I knew from the start that it was going to be an interesting journey, especially when we had to enlist the help of two cast iron ravens to steady the stand for the i-Pod I’d be using to read the manuscript. (The fuzzy blue blanket we’d draped over the table in an effort to get a warmer sound had caused the stand to wobble. Enter the ravens to save the day!) If you’re familiar with my novel, The Witches of New York you’ll know how perfect it was to have a pair of ravens standing guard as I worked my way through the memoir.

In addition to loving the ravens, I was absolutely thrilled to be reunited with the same talented crew I’d worked with last summer to record my novella, Half Spent Was The Night. Under the stellar guidance of director, Peggy Hemsworth-LaLeune and sound engineer Luke Batiot, I felt completely at ease.

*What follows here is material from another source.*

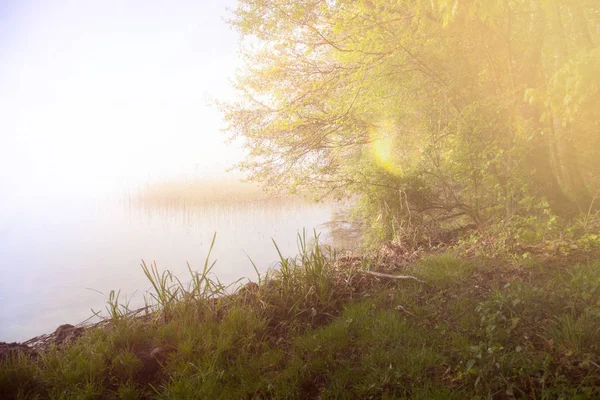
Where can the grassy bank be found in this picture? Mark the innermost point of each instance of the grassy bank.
(322, 327)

Being relaxed yet energized is absolutely essential when tackling a 300+ page book. It takes many hours to get exactly what the producer needs for a finished recording. And since this is a “genetic” memoir, there was some pretty challenging scientific and medical terminology to master along with the emotional terrain of the narrative.

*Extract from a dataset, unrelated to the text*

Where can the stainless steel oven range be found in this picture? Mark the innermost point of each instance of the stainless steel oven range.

It was SO different from reading from my other work. This time, there are no fictional characters to stand between myself and the listener. This time, the story is me. Hearing my voice through the headphones as I laid out my hopes, dreams, fears, desires, and wishes that did and didn’t come true, was, by turns, emotionally challenging and strangely freeing. A couple of times, I even caught the sound of my mother’s voice in my own, a humbling and profound experience that I hadn’t anticipated. Throughout every second of every chapter, no matter the ground I covered (be it family history, scientific breakthroughs, or personal struggles and revelations) I had to be in the moment. My goal was to bring listeners on a journey with me, to discover every bump, heartache, epiphany and joy, together.

The day I recorded the last word of the last chapter, my dear husband picked a bouquet of black-eyed Susans for me in honour of the flowers that grace the cover of the memoir. As I placed them on the table where I’d written so much of the book, I thought about how meaningful it had been to read this book, word by word, in this season of blossoms and becoming.

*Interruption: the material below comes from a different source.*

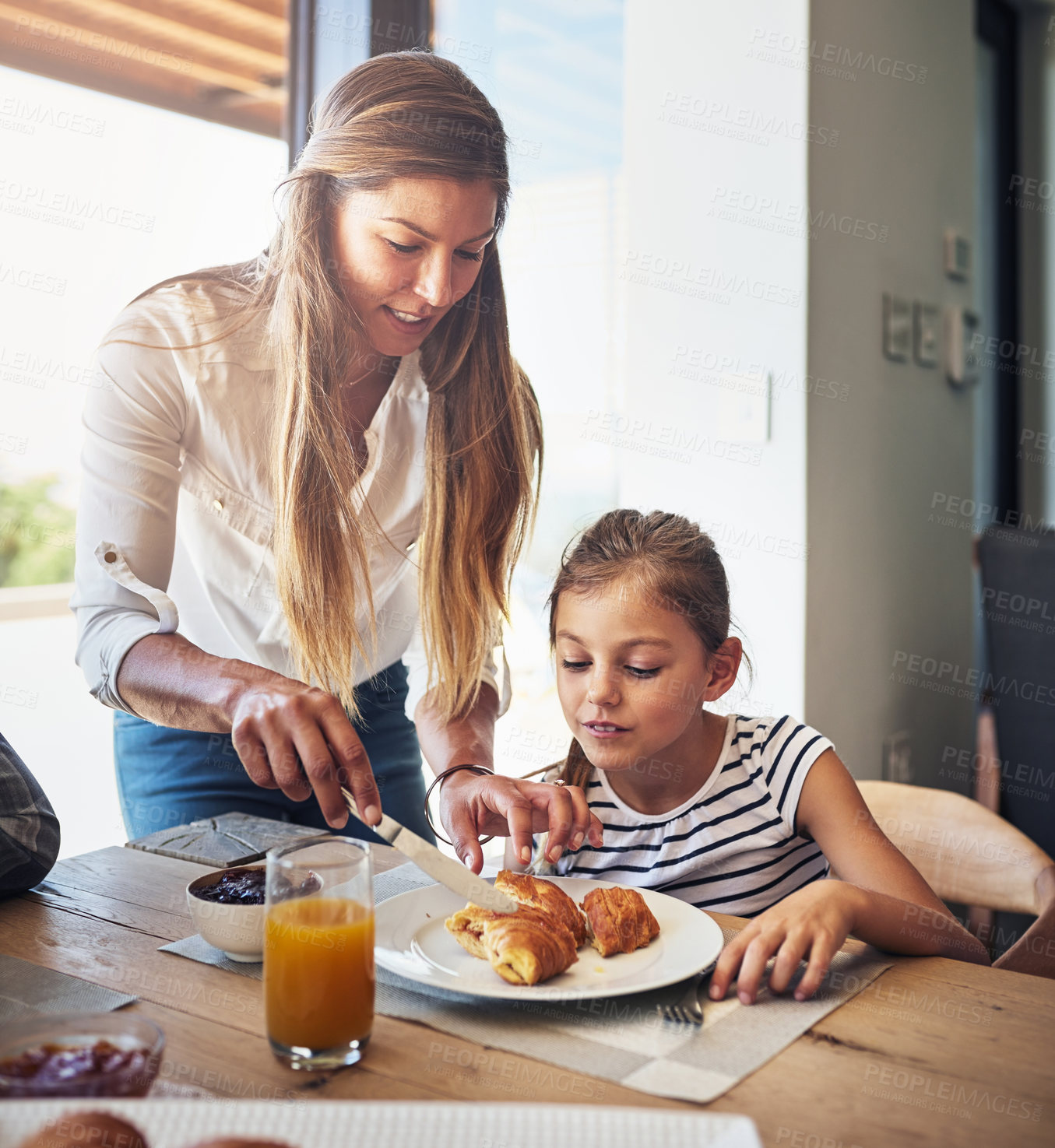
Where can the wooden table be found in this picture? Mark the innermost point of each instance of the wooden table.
(934, 1051)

This summer marks a century after my great-great aunt Pauline Gross’s death. As fate would have it, I actually taped the story of her passing on that solemn anniversary. She died July 15, 1919 from uterine cancer. She was the original “Daughter of Family G.” It was Pauline’s story that started me on this journey, my wondering how she’d had the courage to speak out about the cancer that was plaguing her family at a time when the mere word was taboo. How did a working-class girl of the 1890’s, the daughter of immigrant parents and grandparents, come to confess her fears to a university professor and then boldly ask for his help? How did she find a way to persevere after she’d been told by men of science that they considered her family to be “inferior stock?” How did she gather the strength she needed to persist in her cause, collecting names and tracking illnesses and symptoms for twenty-five years in an America that was increasingly obsessed with “race betterment” and the pseudo-science of eugenics? She is known in scientific literature simply as “The Seamstress,” but she will forever be a hero in my heart. This book is as much hers as it is mine.
When I finished the recording process, my wise, lovely editor sent me the following words: Now you’ve thought every thought, written every word and spoken them all aloud.
And in 33 days those thoughts and words will find their way into the world. I’m looking forward to sharing the next part of the journey with you.